Biotinylated secondary antibodies directed against the species of the primary antibodies were applied to the sections, followed by incubation with avidin-biotin-horseradish peroxidase (Standard ABC kit, Vector, Burlingame, CA). For the amplification step, sections were exposed to a solution of approximately 7 μmol/L biotinylated tyramine/0.01% hydrogen peroxide for 10 minutes and then re-incubated with ABC for 1 hour. Finally, the immunostaining reaction was visualized with 0.05% 3,3-diaminobenzidine in 0.1 mol/L PBS containing 0.01% hydrogen peroxide.
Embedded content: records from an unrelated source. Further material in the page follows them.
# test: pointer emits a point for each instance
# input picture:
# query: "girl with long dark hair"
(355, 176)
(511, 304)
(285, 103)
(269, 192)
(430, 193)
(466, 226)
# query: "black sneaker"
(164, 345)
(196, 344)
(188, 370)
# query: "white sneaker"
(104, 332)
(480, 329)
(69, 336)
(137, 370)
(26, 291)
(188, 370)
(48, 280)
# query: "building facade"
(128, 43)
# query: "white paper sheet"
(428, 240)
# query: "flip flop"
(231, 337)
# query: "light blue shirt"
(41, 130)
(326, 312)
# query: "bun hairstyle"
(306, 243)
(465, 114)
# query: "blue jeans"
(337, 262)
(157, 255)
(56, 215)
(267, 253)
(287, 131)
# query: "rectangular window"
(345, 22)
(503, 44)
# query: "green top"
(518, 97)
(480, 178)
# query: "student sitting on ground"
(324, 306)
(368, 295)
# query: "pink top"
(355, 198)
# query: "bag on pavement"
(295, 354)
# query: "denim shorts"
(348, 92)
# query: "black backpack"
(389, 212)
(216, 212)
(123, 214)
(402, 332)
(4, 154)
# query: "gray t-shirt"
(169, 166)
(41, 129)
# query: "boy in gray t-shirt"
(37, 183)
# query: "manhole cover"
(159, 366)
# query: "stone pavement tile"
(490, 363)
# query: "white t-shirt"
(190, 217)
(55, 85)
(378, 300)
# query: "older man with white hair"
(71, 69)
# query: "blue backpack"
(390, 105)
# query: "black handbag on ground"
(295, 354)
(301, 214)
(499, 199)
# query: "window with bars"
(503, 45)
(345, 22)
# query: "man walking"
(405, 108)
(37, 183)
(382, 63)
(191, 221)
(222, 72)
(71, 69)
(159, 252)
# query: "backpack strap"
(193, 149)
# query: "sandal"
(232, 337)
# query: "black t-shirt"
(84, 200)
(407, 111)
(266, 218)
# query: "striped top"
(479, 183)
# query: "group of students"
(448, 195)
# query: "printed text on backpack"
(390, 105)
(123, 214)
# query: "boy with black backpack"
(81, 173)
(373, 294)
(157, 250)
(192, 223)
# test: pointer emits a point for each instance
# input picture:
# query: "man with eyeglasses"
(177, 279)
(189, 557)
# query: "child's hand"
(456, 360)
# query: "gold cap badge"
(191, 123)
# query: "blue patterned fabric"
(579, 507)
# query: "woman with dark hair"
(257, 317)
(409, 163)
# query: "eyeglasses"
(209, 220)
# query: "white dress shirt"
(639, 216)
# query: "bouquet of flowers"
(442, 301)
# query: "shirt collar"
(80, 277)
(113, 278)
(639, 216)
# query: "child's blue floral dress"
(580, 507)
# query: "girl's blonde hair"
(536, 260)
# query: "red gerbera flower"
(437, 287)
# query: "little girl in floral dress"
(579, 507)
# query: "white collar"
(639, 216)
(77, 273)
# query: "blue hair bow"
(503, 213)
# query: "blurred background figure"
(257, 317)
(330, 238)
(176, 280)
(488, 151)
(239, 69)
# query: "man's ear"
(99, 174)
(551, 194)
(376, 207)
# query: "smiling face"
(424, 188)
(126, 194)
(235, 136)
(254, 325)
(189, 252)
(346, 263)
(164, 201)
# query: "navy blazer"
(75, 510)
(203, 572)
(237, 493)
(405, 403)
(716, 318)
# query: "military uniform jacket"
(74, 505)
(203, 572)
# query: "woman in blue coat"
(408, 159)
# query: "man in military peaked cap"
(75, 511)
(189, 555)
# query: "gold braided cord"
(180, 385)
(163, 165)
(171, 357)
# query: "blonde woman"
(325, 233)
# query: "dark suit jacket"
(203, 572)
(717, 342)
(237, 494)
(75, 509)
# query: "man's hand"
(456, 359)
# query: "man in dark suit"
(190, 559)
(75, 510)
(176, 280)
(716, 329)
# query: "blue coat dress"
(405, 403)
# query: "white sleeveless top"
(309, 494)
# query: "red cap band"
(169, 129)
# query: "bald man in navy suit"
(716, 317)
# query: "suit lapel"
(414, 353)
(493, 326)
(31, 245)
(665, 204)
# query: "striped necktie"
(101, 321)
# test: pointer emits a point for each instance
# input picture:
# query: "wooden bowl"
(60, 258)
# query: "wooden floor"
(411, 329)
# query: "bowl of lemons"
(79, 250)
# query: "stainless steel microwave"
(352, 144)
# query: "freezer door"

Positive controls for VEGF included normal ovarian tissue as well as diseased thyroid tissue (Grave's disease).^{25, 26} Negative controls consisted of tumor sections incubated with PBS only. For VEGF immunostaining, preadsorption experiments using a 10-fold molar excess of recombinant human VEGF₁₆₅ peptide (R&D Systems) were performed on selected specimens to determine if the positive stain could be abolished by exposure of the primary antibody to purified antigen. As an additional control, sections from a reported “avascular” paraganglioma were immunostained to determine if there was a gross difference in angiogenic growth factor expression between typical tumor specimens and a relatively avascular tumor.²⁷

Protein Extraction

Paragangliomas and adjacent normal tissues were pulverized under liquid nitrogen and extracted by overnight agitation in cold (4°C) lysis buffer (50 mmol/L Tris-buffered saline, pH 7.6, 1% Triton-X 100, 1% NP-40, and protease inhibitors including phenylmethylsulfonyl fluoride, aminocaproic acid, and benzamidine-HCl). After centrifugation to remove debris, protein concentration in the supernatant was estimated by BCA assay (Pierce Co., Rockford, IL) and aliquots were stored at −80°C.

Western Blotting

To detect VEGF and PD-ECGF, 100 μg of total protein extract (from paraganglioma or normal tissue) was fractionated by SDS polyacrylamide gel electrophoresis (4% stacking gel and 10% resolving gel), followed by electroblotting onto nitrocellulose. As a positive control, 100 ng of recombinant human protein (VEGF or PD-ECGF) was loaded in a separate lane. To detect VEGF, blots were probed with polyclonal rabbit antihuman VEGF antibodies (1:2500, Santa Cruz Biotechnology) followed by alkaline phosphatase-conjugated goat antirabbit immunoglobulin G. To detect PD-ECGF, separate blots were probed with goat antihuman PD-ECGF antibodies (1:5000, R&D Systems) followed by alkaline phosphatase-conjugated rabbit antigoat immunoglobulin G. Alkaline phosphatase enzyme detection was carried out by incubation in NBT/BCIP substrate solution (Zymed, South San Francisco, CA).

ELISA

Protein extracts were further analyzed for VEGF levels using a commercial ELISA kit designed to detect picogram quantities of this protein (Quantikine VEGF kit, R&D Systems). Supernatants from both paragangliomas and normal tissue were diluted to an equivalent total protein concentration and assayed according to the manufacturer's instructions. A standard dilution of recombinant human VEGF was included each time, as was a no-enzyme-conjugate negative control. Absorbance measurements at 450 nm were converted into picograms of VEGF. The entire assay was replicated on three separate occasions using different aliquots of the same protein extracts.

RESULTS

Immunohistochemistry

Antibodies directed against VEGF and PD-ECGF produced immunostaining patterns that were reproducible between specimens and appeared to localize to specific cell types. Immunostaining for other angiogenic growth factors, including bFGF, PDGF, TGF-β1, and angiogenin, did not yield positive results. Although the tumor site did not clearly influence the degree of immunoreactivity, staining patterns could be more readily discerned in larger specimens (carotid body and glomus vagale tumors) in which the zellballen cytoarchitecture was more apparent.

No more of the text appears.